Indeed, whatever disputes Zimbabwe retains with Paris Club members cannot be any more polarising than the hot issues that were present in the 1970s and 1980s. Much of the developed world was realising independence through armed struggle. For those who had experienced independence already, conflict and strife such as in the DRC, Cameroon, and Senegal, did not deter debt forgiveness.

This was regardless of some regimes scoring nothing on any democratic and human rights metrics, but breaking all scales of corruption and plunder. Though with painful memories of inhumane experiences, their people survived to witness a future because of debt forgiveness. Indeed, ideological conflicts premised on communist and capitalist convictions motivated actual warfare with casualties in the 1970s and 80s.

Tensions between Paris Club members and a number of Latin American regimes that were subsequently granted debt forgiveness were at one point appropriately described as vile. Notably, an appetite by many Latin American regimes for communism, which doesn’t recognise property rights altogether, did not hinder debt forgiveness for some.

What this speaks to is the extent at which humanity ultimately found influence on global debt relations that were underlined by more disconcerting disputes around Zimbabwe; not even land reform.

Of course, it would be insincere to downplay the residual resentment between Zimbabwe’s political establishment and western Paris Club members. Perhaps such pacification has actually contributed to the seemingly futile efforts to settle the underlying disparity between counterparties.

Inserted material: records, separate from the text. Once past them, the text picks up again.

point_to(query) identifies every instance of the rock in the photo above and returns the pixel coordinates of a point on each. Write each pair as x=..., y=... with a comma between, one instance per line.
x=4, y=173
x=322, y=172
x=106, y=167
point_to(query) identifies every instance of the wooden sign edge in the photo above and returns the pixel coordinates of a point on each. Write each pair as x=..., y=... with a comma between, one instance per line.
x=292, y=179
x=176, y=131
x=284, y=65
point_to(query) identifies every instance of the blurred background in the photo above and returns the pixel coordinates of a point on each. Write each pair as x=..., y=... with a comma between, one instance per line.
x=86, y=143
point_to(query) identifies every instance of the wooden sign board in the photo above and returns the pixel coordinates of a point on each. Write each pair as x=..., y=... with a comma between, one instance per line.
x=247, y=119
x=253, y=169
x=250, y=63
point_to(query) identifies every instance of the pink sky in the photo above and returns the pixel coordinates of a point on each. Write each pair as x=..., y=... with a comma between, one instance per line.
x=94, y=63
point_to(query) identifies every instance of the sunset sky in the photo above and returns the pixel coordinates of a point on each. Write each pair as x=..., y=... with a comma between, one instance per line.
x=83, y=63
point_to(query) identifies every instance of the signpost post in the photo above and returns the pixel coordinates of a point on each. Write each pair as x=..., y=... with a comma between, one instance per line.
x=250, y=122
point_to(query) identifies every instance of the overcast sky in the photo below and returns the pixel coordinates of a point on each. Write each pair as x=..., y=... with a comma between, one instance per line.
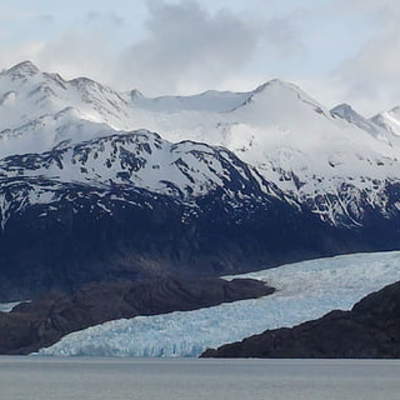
x=336, y=50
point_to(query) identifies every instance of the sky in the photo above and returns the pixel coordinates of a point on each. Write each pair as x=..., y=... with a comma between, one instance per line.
x=336, y=50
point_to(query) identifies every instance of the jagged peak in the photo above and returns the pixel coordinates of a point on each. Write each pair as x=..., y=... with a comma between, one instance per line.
x=135, y=93
x=26, y=68
x=346, y=111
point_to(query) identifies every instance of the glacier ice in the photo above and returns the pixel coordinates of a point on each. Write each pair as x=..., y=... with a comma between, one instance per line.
x=306, y=290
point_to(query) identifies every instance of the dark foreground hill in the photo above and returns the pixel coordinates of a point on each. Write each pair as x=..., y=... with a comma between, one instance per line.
x=31, y=326
x=370, y=330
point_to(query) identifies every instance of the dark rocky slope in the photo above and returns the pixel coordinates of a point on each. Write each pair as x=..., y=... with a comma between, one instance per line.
x=31, y=326
x=370, y=330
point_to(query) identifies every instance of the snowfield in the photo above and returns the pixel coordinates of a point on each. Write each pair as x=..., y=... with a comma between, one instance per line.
x=306, y=290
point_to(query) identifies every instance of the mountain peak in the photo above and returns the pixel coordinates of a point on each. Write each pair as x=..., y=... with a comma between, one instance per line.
x=345, y=111
x=25, y=68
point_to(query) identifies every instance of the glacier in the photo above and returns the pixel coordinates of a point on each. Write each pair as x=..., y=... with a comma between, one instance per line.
x=305, y=291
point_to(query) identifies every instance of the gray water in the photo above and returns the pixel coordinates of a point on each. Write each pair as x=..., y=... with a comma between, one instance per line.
x=148, y=379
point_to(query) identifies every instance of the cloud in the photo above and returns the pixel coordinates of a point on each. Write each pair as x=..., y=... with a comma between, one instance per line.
x=182, y=47
x=370, y=78
x=187, y=47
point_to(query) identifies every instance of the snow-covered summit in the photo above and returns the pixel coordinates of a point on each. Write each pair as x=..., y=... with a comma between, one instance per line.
x=333, y=160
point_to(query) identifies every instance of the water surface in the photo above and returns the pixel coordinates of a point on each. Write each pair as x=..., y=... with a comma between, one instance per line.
x=37, y=378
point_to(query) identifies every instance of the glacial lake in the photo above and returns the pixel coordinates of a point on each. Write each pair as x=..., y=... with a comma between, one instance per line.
x=36, y=378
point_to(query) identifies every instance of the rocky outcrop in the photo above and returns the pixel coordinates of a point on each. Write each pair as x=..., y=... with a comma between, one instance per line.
x=370, y=330
x=31, y=326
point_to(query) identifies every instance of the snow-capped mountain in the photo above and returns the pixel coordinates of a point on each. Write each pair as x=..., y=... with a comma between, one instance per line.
x=94, y=180
x=334, y=161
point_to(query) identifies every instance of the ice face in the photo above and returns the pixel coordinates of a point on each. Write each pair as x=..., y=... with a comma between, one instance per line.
x=305, y=291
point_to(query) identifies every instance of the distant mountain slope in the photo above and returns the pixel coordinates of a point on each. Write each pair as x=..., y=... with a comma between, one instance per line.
x=230, y=182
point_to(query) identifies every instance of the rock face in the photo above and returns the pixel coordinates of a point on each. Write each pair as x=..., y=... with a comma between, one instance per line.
x=370, y=330
x=31, y=326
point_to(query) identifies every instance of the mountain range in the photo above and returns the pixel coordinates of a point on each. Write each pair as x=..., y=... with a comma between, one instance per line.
x=101, y=185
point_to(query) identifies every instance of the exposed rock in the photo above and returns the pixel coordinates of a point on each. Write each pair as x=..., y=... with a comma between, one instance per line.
x=31, y=326
x=370, y=330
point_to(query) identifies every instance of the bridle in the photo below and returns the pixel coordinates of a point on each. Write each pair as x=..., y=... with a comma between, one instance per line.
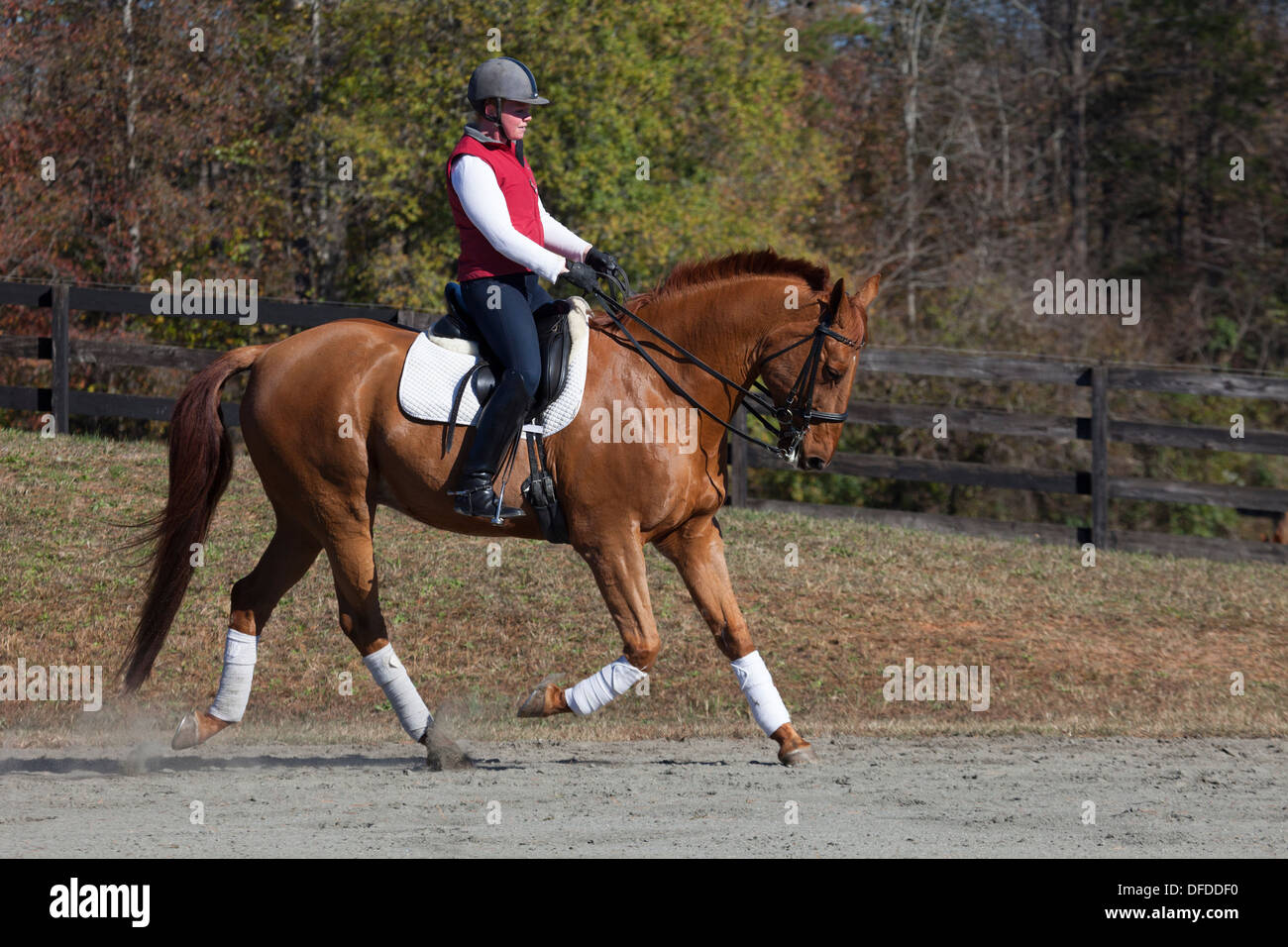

Regardless, there is nothing historically significant about the misalignment between Zimbabwe and global creditors today; at least not enough to warrant an impending humanitarian crisis that likely awaits Zimbabwe without debt forgiveness.

It is appropriate to place debt relations in their historical context at a moment where a future way of life is almost unimaginable for the entire human race. Not only do we have history to look back to and feel proud, but we have to always know that we can do better that we ever did before.

In his book, ‘Sapiens’, Yuval Harari mentions that a distinct trait that enabled human beings to survive and occupy our place in nature was the ability to communicate with each other expressing abstract ideas and beliefs; what isn’t there, or at least clear, in material.

Perhaps the discussions on structural and political reforms are irrelevant material at the moment. Maybe engagement, for citizens’ sake, should elevate the abstract of what makes debt forgiveness possible and pertinent. Institutions such as the IMF and World Bank have taken a lead to enhance humanity’s chances of re-imagining a prospective way of life; but will the world leave Zimbabwe behind?